Le 2 janvier au matin, ils reprirent la route : 875 km de trajet pour rejoindre l’ex capitale régionale du Languedoc Roussillon, devenue capitale du Sud de l’Occitanie en 2016. Matthieu était quelque peu fébrile. Les doses d’alcool ingurgitées lors du réveillon s’étaient sûrement dissipées, mais à voir sa tête, les effets n’étaient peut-être pas tout à fait retombés. Sabine lui proposa de prendre le volant pour la première partie du voyage, ce qu’il accepta. En fait, il bouillait d’impatience de consulter son compte en banque pour voir si le virement concordait avec ses calculs. Le virement des salaires se faisait automatiquement par traitement de nuit, qu’importe le jour de la semaine, férié ou pas. Le stress montait tout doucement et il préférait avoir les mains libres pour pouvoir consulter son téléphone à tout moment. Sabine n’était pas dupe, mais le fait de conduire jusqu’à 10 ou 11h ne la gênait pas, bien au contraire. Ils étaient partis très tôt, sur les coups de 6h du matin, elle avait programmé sa compil préférée de Véronique Samson, et hop ! ils étaient sortis de la banlieue, s’épargnant les bouchons légendaires sur le périphérique. Assez vite, ils s’étaient retrouvés sur l’autoroute de Lyon, fuyant la lourdeur parisienne pour retrouver un climat plus serein. Vers 8h, ils s’accordèrent une pause sur une des aires pourvues d’une cafétéria. Sabine avait envie d’un café avec un croissant caoutchouteux et surtout d’aller aux toilettes. Pendant qu’elle y était, Matthieu prit la commande et explora son application bancaire. Eureka ! Cette fois-ci, pas de doute, le virement avait été fait : la somme était rondelette, mais ne correspondait pas à ses calculs. Quelque chose n’allait pas… Sabine le surprit, prostré sur son téléphone, ses yeux lisant des lignes qu’il faisait défiler avec ses doigts, elle s’installa à côté de lui, indifférent à ce qui se passait.

-          Alors ? Ça ne va pas ? Chéri, je te parle. Allo, Houston, ici la Terre, m’entendez-vous ?

Matthieu leva les yeux de son écran, gêné d’avoir été pris en flag.

-          Je n’en suis pas sûr, mais le virement ne correspond pas à ce que j’attendais.
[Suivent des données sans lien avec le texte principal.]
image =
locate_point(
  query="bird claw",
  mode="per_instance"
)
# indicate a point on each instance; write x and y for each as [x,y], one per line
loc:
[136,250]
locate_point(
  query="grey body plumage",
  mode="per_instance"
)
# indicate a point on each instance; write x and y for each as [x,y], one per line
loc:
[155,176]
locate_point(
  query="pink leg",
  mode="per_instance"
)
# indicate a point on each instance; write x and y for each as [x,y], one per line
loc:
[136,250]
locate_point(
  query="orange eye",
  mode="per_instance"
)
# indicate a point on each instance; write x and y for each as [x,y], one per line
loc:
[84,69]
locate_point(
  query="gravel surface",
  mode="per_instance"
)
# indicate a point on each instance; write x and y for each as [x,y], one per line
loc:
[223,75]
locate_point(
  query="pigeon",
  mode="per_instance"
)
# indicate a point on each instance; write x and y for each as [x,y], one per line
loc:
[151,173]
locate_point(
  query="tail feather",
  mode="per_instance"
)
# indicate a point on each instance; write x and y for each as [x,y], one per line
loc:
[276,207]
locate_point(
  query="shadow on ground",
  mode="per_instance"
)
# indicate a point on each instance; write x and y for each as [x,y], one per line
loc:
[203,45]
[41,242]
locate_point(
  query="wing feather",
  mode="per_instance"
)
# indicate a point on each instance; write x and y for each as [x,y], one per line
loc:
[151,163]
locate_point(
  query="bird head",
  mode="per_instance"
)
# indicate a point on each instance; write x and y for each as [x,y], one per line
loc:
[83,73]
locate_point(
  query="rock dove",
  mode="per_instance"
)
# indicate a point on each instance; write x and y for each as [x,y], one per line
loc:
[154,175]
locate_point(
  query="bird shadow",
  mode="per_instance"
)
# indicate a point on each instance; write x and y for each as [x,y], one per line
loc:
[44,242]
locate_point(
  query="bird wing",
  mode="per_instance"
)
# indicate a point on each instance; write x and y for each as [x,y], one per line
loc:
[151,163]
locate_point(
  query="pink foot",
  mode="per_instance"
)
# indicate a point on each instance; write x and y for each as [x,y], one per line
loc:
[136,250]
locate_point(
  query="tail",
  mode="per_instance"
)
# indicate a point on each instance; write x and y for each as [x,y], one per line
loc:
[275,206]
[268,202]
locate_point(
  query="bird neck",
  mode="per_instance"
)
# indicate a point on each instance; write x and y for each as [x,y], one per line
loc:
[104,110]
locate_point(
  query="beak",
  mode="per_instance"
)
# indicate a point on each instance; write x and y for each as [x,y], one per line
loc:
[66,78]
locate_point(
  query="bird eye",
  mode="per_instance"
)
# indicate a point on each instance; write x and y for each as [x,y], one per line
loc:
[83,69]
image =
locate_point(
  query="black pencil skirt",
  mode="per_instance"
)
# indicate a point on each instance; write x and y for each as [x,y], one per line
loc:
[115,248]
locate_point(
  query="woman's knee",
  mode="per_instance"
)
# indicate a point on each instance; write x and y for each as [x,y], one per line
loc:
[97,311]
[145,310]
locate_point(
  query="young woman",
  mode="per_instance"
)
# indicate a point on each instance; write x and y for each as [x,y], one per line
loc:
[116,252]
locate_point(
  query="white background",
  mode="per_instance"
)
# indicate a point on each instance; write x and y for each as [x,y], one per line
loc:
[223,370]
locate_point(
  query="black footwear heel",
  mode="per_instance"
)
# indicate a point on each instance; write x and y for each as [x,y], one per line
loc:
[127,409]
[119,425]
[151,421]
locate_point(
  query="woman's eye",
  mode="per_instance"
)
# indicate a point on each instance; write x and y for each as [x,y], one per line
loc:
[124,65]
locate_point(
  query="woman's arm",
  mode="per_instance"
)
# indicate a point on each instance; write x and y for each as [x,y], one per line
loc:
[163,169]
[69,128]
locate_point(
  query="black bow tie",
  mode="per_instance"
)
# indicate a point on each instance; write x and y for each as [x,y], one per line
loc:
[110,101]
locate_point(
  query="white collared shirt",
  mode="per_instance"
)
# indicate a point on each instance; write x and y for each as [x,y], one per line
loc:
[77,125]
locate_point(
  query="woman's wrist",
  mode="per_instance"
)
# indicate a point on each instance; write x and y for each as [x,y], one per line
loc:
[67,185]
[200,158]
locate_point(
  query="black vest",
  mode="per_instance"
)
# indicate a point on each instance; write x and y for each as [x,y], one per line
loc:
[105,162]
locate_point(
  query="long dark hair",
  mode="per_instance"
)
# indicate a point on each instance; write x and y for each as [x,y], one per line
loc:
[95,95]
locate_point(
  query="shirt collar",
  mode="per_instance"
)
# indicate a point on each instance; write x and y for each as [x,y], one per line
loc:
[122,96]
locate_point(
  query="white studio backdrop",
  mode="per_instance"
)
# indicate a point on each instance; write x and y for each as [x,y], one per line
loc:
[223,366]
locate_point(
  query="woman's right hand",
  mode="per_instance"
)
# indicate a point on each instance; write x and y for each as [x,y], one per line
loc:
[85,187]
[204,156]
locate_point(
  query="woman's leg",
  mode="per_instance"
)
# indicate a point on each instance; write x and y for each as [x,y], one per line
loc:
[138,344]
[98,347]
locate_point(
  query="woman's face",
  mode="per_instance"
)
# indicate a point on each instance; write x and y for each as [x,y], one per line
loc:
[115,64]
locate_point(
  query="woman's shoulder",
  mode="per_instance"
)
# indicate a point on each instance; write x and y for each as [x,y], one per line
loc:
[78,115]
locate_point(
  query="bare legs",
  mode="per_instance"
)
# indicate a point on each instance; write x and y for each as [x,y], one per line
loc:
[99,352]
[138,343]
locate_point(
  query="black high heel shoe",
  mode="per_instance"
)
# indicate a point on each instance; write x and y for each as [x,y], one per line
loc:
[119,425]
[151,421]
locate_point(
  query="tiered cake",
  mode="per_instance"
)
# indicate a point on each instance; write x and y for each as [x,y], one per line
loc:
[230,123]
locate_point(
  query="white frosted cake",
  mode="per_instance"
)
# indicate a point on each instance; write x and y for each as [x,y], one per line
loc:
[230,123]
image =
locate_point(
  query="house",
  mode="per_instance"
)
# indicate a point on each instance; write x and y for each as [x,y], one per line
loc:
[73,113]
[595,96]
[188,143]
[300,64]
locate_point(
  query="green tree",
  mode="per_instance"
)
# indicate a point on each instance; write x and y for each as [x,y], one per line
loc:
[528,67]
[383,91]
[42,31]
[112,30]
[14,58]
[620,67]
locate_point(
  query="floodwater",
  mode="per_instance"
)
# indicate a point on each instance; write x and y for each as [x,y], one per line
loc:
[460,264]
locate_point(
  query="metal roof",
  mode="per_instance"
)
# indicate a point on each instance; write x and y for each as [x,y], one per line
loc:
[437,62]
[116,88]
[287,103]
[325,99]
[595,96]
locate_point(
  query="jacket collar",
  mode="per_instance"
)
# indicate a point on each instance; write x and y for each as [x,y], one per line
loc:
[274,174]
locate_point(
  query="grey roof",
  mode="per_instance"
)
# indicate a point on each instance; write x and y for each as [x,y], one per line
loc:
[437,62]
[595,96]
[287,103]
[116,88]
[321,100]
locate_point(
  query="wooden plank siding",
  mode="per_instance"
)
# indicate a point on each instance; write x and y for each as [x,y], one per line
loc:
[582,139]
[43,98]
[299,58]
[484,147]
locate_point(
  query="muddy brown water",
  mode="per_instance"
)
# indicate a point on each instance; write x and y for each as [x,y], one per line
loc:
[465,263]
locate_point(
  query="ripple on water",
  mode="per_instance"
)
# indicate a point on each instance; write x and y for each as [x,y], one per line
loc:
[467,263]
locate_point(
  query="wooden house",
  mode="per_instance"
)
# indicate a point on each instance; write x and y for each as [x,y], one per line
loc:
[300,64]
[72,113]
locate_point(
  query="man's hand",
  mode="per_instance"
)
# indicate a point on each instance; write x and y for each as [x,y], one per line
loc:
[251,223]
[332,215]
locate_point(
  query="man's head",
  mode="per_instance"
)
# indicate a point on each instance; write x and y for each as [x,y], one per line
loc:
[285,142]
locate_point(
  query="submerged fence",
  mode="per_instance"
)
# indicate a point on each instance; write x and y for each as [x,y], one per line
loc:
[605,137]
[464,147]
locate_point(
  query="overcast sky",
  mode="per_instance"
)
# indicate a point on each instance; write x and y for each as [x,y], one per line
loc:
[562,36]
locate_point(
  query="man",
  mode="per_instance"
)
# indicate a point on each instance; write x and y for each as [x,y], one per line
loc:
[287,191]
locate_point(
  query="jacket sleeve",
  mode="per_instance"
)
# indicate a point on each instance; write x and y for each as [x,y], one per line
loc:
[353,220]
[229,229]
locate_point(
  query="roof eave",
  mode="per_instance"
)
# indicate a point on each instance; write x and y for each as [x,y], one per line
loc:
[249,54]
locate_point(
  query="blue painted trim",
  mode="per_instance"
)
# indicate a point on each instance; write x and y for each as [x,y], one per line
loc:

J’espère que j’ai reçu ma fiche de paie, je ne saurai vraiment que si je peux voir le détail. Mais je suis sûr qu’il en manque.

Sabine préféra ne pas commenter pour l’instant, sachant le terrain mouvant. De toute façon, ils auraient sûrement l’occasion d’en parler une fois arrivés à la maison. Inévitablement, Matthieu allait être contrarié et il restait au moins quatre heures de voyage.

-          Tu voudras reprendre le volant ?

-          Oui, bien sûr. Je conduirai jusqu’à la maison.